Record-breaking £100million donation to University of Cambridge by David and Claudia Harding Foundation
The University of Cambridge has been given a record-breaking £100million by a billionaire philanthropist to help it attract the most talented students from the UK and abroad.
The gift from the David and Claudia Harding Foundation will fund scholarships for PhD students, support undergraduates and help to encourage applications from under-represented groups.
It is biggest single gift made to a university in the UK by a British philanthropist.
After graduating from Cambridge in 1982, with a first class honours degree in natural sciences specialising in theoretical physics, David Harding made his fortune - which the Sunday Times Rich List puts at around £1billion - as a hedge fund manager.
He co-founded alternative investment fund Adam Harding and Lueck before establishing Winton Capital, now Winton Global Investment Management, in 1997. It has become one of the world’s largest hedge funds, using computing technology to apply mathematical and statistical methods to investing.
The 57-year-old said: “Claudia and I are very happy to make this gift to Cambridge to help to attract future generations of the world’s outstanding students to research and study there.
“Cambridge and other British centres of learning have down the ages contributed greatly to improvements in the human condition and can continue in future to address humanity’s great challenges.”
The university said the donation would propel an ambitious £500million fundraising drive, announced last autumn, aimed at increasing financial and wider support for students at Cambridge.
There are two main components to the gift:
- £79milion will fund The Harding Distinguished Postgraduate Scholars Programme to provide fully-funded scholarships for the most talented PhD students.
- £21million will support undergraduates. The £20million Harding Collegiate Cambridge Challenge Fund aims to encourage further donations from alumni for financial support to undergraduates, helping them to benefit from fee-free degrees, while a further £1million will be used to stimulate innovative approaches to attracting undergraduate students from under-represented groups.
University vice-chancellor Prof Stephen J Toope said: “This extraordinarily generous gift from David and Claudia Harding will be invaluable in sustaining Cambridge’s place among the world’s leading universities and will help to transform our offer to students.
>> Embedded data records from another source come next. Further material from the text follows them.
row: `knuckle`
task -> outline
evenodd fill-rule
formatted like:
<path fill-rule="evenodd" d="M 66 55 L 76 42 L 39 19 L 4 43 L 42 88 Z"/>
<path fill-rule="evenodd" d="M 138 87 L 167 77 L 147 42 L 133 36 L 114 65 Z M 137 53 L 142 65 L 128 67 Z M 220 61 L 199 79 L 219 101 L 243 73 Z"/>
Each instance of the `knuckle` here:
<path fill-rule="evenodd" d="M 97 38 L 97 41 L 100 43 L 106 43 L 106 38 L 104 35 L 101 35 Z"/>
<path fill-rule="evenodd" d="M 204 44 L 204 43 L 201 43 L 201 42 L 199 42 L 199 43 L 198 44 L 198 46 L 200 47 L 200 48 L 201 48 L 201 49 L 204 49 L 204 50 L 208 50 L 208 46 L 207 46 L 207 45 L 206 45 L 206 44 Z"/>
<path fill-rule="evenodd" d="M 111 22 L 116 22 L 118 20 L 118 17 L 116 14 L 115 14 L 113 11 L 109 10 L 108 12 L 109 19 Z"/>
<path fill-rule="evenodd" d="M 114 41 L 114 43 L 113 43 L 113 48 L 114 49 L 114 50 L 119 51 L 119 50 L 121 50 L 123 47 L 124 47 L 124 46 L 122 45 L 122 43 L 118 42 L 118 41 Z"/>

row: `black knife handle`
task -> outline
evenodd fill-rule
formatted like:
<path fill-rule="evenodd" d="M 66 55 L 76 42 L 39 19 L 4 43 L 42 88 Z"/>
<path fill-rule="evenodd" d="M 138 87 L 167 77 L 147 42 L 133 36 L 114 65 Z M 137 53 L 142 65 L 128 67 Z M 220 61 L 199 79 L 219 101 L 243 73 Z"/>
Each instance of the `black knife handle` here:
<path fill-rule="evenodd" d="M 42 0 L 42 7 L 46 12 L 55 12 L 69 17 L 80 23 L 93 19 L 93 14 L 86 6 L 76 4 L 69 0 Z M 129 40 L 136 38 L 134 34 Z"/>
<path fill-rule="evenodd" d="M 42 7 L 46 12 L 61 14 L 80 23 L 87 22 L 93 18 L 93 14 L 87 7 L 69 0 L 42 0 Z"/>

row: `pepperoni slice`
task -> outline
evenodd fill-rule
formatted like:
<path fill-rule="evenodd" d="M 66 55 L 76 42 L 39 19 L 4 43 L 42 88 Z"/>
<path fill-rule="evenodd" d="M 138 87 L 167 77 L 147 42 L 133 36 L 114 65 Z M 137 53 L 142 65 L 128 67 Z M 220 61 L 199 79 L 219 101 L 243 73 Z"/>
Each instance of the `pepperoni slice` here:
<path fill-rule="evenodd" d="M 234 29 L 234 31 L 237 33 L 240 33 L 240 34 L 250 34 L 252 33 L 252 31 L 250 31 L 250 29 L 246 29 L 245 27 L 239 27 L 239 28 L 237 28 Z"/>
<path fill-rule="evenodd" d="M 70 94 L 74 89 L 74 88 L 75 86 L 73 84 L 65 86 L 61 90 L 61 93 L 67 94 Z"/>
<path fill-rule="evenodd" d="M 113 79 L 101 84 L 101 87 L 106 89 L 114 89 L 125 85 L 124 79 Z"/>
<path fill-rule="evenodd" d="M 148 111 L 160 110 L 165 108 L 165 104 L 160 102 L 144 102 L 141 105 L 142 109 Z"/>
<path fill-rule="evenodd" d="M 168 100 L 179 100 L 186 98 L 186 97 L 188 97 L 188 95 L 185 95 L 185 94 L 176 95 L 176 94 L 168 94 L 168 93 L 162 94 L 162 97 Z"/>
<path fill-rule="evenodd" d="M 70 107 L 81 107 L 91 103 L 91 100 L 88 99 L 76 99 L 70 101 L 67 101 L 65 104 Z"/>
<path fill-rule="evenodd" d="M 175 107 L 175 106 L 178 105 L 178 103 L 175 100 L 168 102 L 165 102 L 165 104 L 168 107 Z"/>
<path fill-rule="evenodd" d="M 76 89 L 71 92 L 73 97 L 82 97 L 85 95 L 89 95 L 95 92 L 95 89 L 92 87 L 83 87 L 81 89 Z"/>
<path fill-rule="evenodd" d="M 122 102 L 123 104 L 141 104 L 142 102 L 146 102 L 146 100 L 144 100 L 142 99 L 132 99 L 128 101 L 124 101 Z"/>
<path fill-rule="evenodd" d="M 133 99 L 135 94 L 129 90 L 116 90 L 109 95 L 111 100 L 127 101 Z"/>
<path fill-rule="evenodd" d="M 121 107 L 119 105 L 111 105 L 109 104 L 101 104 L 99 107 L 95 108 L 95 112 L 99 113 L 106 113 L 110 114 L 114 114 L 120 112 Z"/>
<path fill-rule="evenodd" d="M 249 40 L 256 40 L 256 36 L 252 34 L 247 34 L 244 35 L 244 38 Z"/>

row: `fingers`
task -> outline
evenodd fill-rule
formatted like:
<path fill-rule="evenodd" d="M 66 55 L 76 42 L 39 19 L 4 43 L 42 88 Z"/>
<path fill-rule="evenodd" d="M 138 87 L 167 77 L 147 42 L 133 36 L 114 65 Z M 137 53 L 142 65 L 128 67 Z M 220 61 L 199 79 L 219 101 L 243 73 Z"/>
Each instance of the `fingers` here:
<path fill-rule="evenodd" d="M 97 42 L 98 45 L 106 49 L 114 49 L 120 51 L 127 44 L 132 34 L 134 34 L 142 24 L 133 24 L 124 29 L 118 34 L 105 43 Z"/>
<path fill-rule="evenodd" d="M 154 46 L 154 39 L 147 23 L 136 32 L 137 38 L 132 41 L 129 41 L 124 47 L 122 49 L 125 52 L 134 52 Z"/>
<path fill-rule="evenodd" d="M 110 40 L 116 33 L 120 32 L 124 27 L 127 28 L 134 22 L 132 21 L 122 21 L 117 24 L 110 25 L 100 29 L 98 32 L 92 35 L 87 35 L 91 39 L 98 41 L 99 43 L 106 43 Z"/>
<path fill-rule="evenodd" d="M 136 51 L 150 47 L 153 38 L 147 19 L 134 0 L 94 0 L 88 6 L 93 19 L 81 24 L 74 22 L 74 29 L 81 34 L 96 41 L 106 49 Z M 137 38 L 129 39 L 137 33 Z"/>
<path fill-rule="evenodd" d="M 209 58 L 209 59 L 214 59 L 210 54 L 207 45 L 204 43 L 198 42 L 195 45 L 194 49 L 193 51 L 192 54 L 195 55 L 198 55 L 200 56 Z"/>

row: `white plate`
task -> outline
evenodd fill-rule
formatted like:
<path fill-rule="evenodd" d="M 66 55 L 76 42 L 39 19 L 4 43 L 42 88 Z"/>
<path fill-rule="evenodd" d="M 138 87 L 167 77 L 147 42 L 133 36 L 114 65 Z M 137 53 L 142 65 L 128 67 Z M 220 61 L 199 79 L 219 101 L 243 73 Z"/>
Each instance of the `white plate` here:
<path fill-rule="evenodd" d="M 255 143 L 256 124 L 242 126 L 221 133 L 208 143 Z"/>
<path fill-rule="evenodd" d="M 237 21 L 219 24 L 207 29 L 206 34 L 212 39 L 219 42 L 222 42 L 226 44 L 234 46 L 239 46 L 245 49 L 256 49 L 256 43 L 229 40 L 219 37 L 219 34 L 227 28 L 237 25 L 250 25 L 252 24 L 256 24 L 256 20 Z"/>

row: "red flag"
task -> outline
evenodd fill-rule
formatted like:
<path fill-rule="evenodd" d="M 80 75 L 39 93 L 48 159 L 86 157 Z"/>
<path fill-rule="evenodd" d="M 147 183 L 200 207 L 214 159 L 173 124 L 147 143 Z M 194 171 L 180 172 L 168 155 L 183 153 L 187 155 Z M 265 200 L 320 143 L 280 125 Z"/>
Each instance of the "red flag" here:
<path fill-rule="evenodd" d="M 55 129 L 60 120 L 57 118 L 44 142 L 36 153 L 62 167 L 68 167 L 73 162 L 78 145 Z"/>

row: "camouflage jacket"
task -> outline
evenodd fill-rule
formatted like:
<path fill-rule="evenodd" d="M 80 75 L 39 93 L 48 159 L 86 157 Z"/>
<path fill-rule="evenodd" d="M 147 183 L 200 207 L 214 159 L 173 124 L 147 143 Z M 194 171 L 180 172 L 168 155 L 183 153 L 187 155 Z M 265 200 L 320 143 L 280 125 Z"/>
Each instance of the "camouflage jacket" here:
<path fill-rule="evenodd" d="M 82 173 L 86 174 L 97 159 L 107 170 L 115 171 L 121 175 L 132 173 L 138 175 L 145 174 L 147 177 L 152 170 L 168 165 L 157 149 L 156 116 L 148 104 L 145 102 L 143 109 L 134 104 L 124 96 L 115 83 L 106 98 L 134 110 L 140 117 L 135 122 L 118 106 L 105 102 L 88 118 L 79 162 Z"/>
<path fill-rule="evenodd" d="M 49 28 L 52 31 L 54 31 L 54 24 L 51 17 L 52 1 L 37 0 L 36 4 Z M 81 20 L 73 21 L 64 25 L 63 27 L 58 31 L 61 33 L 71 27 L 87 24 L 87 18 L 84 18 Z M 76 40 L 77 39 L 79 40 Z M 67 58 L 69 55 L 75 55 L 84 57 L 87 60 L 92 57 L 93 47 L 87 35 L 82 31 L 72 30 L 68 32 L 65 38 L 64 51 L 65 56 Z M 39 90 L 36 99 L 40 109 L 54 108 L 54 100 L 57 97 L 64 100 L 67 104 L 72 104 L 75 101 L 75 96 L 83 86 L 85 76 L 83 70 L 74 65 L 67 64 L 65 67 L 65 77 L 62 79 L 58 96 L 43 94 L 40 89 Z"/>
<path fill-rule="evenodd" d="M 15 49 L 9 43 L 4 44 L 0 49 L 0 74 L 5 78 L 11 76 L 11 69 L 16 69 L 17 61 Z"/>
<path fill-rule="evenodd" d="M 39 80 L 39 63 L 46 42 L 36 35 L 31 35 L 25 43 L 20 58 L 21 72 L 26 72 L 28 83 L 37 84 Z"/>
We want to attract, support and fund the most talented students we can find from all parts of the UK and the world.
“We are determined that Cambridge should nurture the finest academic talent, whatever the background or means of our students, to help us fulfil our mission 'to contribute to society through the pursuit of education, learning and research at the highest international levels of excellence’.”
The Harding Distinguished Postgraduate Scholars Programme is designed to address the fact that Cambridge receives more outstanding PhD applicants than it can currently fund.
Starting in October, the programme will ultimately fully fund, in perpetuity, more than 100 PhD students in residence at any one time.
Scholarships will be available to the most talented students for research in any discipline, with the successful candidates will be offered places at applicable Cambridge colleges.
David Harding is an alumnus of St Catharine’s College, and it will receive £25million of the gift to support postgraduate scholars on the programme at the college, while undergraduates there will benefit from the wider purposes of the donation.
Prof Sir Mark Welland, master of St Catharine’s College, said: “The admirable philanthropy of David and Claudia Harding will have a tremendous and permanent impact on St Catharine’s as well as the university as a whole. We couldn’t be more honoured to receive this gift.”
The donation will help the university and colleges reach their target of increasing the number of postgraduates in residence by 13 per cent from 6,500 in 2016-17 to around 7,400 by the end of 2021.
It is not the Hardings’ first gift to Cambridge. In 2006 the Winton Charitable Foundation endowed a chair in the public understanding of risk at Cambridge University.
In 2011 they pledged £20m to establish the Winton Programme for the Physics of Sustainability at the Cavendish Laboratory - a research programme applying physics to meet the growing demands on the earth’s natural resources.
And in 2016 they established the Winton Centre for Risk and Evidence Communication, within the Department of Pure Mathematics and Mathematical Statistics.
The money has funded research in fields from the search for exoplanets, financial history and data science.
Focusing their philanthropy on supporting basic scientific research and the communication of scientific ideas, they have also donated to the Science Museum, the Crick Institute and the Max Planck Institute in Berlin.
Meanwhile, the university and colleges have a £500million fundraising target to reach, announced in October 2018 by Prof Toope.
The Student Support Initiative (SSI) has three priorities:
- postgraduate studentships to ensure quality and diversity of postgraduates;
- undergraduate financial support and widening participation programmes; and
- student wellbeing, sport and cultural activities, to ensure students thrive and have the best possible experience at Cambridg
The largest single donation to a British university was the $210million given to Cambridge in 2000 to establish an endowment for graduate students. It came from the Bill and Melinda Gates Foundation, set up by the Microsoft founder his wife.
The previous biggest British donation was £75million to Oxford in 2015 from venture capitalist Sir Michael Moritz and his wife, the writer Harriet Heyman, which created the Moritz-Heyman Scholarship Programme.